Saturday, December 18, 2010

Just when I thought I was out, they pull me back in

Back from Santa Fe. I kept no blog while I was staying at the Zen Center because I was instructed not to do so. But I think the reason given was sound, namely, that when you keep a blog you are conceptualizing your experience already, seeing it in a certain way, thinking about how you are going to write about it rather than simply having the experience. So, I put aside the blogginf for a while. This makes two substantive disruptions: once because TGFW (The Great Fire Wall) and once because of WWBD (What Would Buddha Do?). So having finished things up there I have a lot to write about and say about this experience, but right now I don't feel like dwelling in the past, although I am writing about it and will post something at some point.
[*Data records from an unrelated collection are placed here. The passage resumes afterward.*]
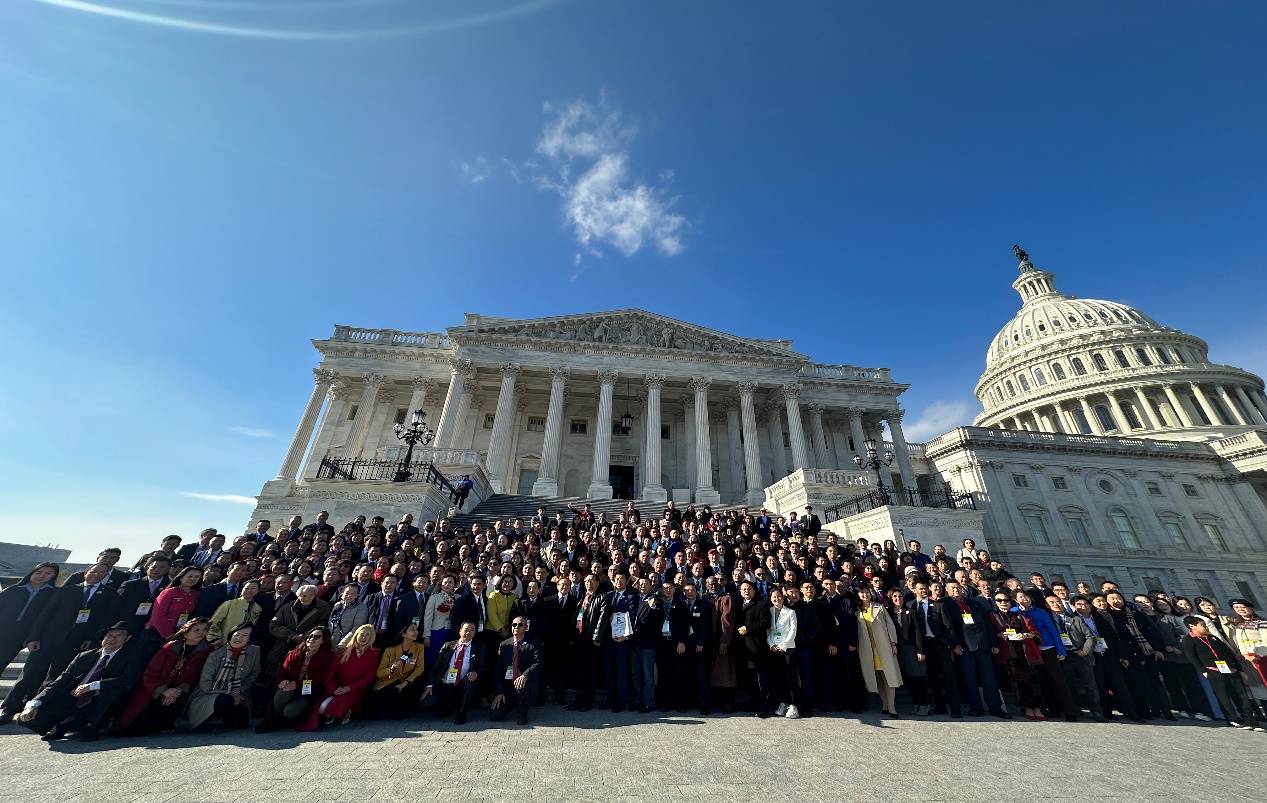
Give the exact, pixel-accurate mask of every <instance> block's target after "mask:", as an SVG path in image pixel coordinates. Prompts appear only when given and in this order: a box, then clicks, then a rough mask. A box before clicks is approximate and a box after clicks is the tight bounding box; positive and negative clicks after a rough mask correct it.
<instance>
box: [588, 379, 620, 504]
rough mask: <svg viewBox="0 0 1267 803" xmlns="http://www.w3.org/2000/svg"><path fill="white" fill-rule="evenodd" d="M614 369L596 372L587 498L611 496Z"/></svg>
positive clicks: (615, 385)
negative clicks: (597, 384) (596, 409)
mask: <svg viewBox="0 0 1267 803" xmlns="http://www.w3.org/2000/svg"><path fill="white" fill-rule="evenodd" d="M618 376H620V375H618V374H616V371H599V372H598V414H597V415H595V417H594V462H593V466H592V467H590V470H589V488H588V489H585V496H588V498H589V499H611V498H612V483H611V472H612V390H613V389H614V388H616V379H617V377H618Z"/></svg>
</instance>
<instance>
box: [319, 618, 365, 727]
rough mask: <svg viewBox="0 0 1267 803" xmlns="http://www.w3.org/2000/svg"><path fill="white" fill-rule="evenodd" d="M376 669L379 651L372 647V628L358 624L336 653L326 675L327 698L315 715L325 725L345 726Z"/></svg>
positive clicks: (363, 696) (351, 715) (355, 709)
mask: <svg viewBox="0 0 1267 803" xmlns="http://www.w3.org/2000/svg"><path fill="white" fill-rule="evenodd" d="M378 669H379V651H378V650H375V648H374V626H372V624H362V626H360V627H359V628H356V629H355V631H352V638H351V641H350V642H348V645H347V646H346V647H345V648H343V650H341V651H340V652H338V655H337V656H336V657H334V661H333V664H331V667H329V674H328V675H327V676H326V688H327V689H328V690H329V697H327V698H326V699H323V700H322V702H321V705H319V707H318V709H317V711H318V714H319V716H322V717H324V718H326V719H327V722H341V723H345V724H346V723H347V721H348V719H351V718H352V712H353V711H356V708H357V707H359V705H360V704H361V698H362V697H365V692H366V689H369V688H370V684H371V683H374V676H375V674H376V673H378Z"/></svg>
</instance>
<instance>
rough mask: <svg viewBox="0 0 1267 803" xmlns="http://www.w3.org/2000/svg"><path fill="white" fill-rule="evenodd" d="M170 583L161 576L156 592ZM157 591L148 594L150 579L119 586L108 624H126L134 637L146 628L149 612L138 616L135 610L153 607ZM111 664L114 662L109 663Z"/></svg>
mask: <svg viewBox="0 0 1267 803" xmlns="http://www.w3.org/2000/svg"><path fill="white" fill-rule="evenodd" d="M170 583H171V578H167V576H163V579H162V580H160V581H158V591H161V590H163V589H165V588H167V585H169V584H170ZM158 591H155V593H153V594H151V593H150V578H141V579H139V580H128V581H127V583H124V584H123V585H122V586H119V597H118V599H117V600H115V607H114V613H113V614H110V619H111V621H110V624H113V623H114V622H127V623H128V624H129V626H131V627H129V629H131V631H132V635H133V636H136V635H137V633H139V632H141V631H143V629H144V628H146V622H148V621H150V612H148V610H147V612H146V613H144V614H142V616H138V614H137V610H138V609H139V608H141V605H142V604H143V603H150V605H151V607H153V603H155V600H156V599H158ZM110 662H111V664H113V662H114V661H110Z"/></svg>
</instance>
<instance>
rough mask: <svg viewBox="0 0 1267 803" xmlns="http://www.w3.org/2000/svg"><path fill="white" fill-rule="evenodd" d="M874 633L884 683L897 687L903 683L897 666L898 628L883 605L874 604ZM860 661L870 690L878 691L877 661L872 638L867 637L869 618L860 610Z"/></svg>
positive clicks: (859, 656)
mask: <svg viewBox="0 0 1267 803" xmlns="http://www.w3.org/2000/svg"><path fill="white" fill-rule="evenodd" d="M872 617H874V622H872V635H873V636H874V637H875V647H877V648H878V650H879V662H881V666H883V671H884V683H887V684H888V688H891V689H896V688H897V686H900V685H902V671H901V670H900V669H898V667H897V628H896V627H893V619H892V617H889V616H888V610H884V607H883V605H875V604H873V605H872ZM858 662H859V665H860V666H862V670H863V680H864V681H865V683H867V690H868V692H873V693H874V692H878V690H879V689H878V685H879V684H877V683H875V671H877V669H875V662H874V659H873V657H872V651H870V638H868V637H867V619H864V618H863V612H862V610H859V612H858Z"/></svg>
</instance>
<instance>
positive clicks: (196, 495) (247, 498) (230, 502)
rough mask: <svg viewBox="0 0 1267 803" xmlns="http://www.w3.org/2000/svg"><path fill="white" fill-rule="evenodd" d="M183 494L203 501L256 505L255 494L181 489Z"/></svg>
mask: <svg viewBox="0 0 1267 803" xmlns="http://www.w3.org/2000/svg"><path fill="white" fill-rule="evenodd" d="M180 495H181V496H189V498H190V499H201V500H203V502H224V503H228V504H247V505H252V507H253V505H255V496H242V495H239V494H200V493H196V491H191V490H182V491H180Z"/></svg>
The big news is that I've accepted a teaching position in China next year. Starting in September I will be the Foreign Expert at Sichuan University in Chengdu, one of the elite universities in the Chinese educational system. I will be teaching graduate students various and sundry topics in Western thought. I accepted this job with very mixed emotions. On the one hand, I really thought I was out of the academic racket. But, to quote Michael Corlerone: "Just when I thought I was out, they pull me back in." Of course, no one is pulling me back in. But I felt I had do to something. I was getting antsy, feeling useless and running out of money. And this job sort of fell into my lap. I tell myself it is just for a year while I research this China book I wanted to write anyway. But I am very ambivalent.

This means, though, I need to figure out what to do from January to July. The book is finally scheduled to come out in late April, and I want to be around for that. But before and after that time, I really don't have any plans. I need to formulate some. More on this later.